Tkachev et al.▾ Tkachev, V., Kaminski, J.*, Potter, E.L.*, Furlan, S.N.*, Yu, A., Hunt, D.J., McGuckin, C., Zheng, H., Colonna, L., Gerdemann, U., Carlson, J., Hoffman, M., Olvera, J., English, C., Baldessari, A., Panoskaltsis-Mortari, A., Watkins, B., Qayed, M., Suessmuth, Y., Betz, K., Bratrude, B., Langston, A., Horan, J., Ordovas-Montanes, J., Shalek, A.K., Blazar, B.R., Roederer, M., Kean, L.S.


August, 2020


One of the central challenges in the field of allo-immunity is deciphering the mechanisms driving T cells to infiltrate and subsequently occupy target organs to cause disease. The act of CD8-dominated T cell infiltration is critical to acute graft-versus-host disease (aGVHD), wherein donor T cells become activated, tissue-infiltrating and highly cytotoxic, causing wide-spread tissue damage after allogeneic hematopoietic stem cell transplant (allo-HCT). However, in human and non-human primate studies, deconvolving the transcriptional programs of newly recruited relative to resident memory T cells in the gastrointestinal (GI) tract has remained a challenge. In this study, we combined the novel technique of Serial Intravascular Staining (SIVS) with single-cell RNA-Seq (scRNA-seq) to enable detailed dissection of the tightly connected processes by which T cells first infiltrate tissues and then establish a pathogenic tissue residency program after allo-HCT in non-human primates.

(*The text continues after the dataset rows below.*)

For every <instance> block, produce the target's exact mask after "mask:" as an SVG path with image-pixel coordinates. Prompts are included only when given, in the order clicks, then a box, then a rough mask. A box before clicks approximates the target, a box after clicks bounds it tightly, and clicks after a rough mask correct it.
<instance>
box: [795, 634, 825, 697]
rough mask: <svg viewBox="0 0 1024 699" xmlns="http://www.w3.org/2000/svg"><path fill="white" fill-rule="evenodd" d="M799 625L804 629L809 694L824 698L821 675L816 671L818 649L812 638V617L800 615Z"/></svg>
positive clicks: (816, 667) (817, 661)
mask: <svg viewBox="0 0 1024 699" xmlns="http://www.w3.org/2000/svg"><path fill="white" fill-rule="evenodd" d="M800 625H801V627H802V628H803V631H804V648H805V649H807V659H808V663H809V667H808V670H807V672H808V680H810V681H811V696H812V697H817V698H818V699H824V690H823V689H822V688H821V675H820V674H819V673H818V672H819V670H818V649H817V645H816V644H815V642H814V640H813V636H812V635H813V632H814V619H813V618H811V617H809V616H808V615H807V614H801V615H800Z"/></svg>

Our results have enabled the creation of a spatiotemporal map of the transcriptional drivers of CD8 T cell infiltration into the primary aGVHD target-organ, the GI tract. We identify the large and small intestines as the only two sites demonstrating allo-specific, rather than lymphdepletion-driven T cell infiltration. The donor CD8 T cells that infiltrate the GI tract demonstrate a highly activated, cytotoxic phenotype while simultaneously rapidly developing canonical tissue-resident memory (TRM) protein expression and transcriptional signatures, driven by IL-15/IL-21 signaling. Moreover, by combining SIVS and transcriptomic analysis, we have been able to work backwards from this pathogenic TRM programing, and, for the first time, identify a cluster of genes directly associated with tissue invasiveness, prominently including specific chemokines and adhesion molecules and their receptors, as well as a central cytoskeletal transcriptional node. The clinical relevance of this new tissue invasion signature was validated by its ability to discriminate the CD8 T cell transcriptome of patients with GI aGVHD. These results provide new insights into the mechanisms controlling tissue infiltration and pathogenic CD8 TRM transcriptional programing, uncovering critical transitions in allo-immune tissue invasion and destruction.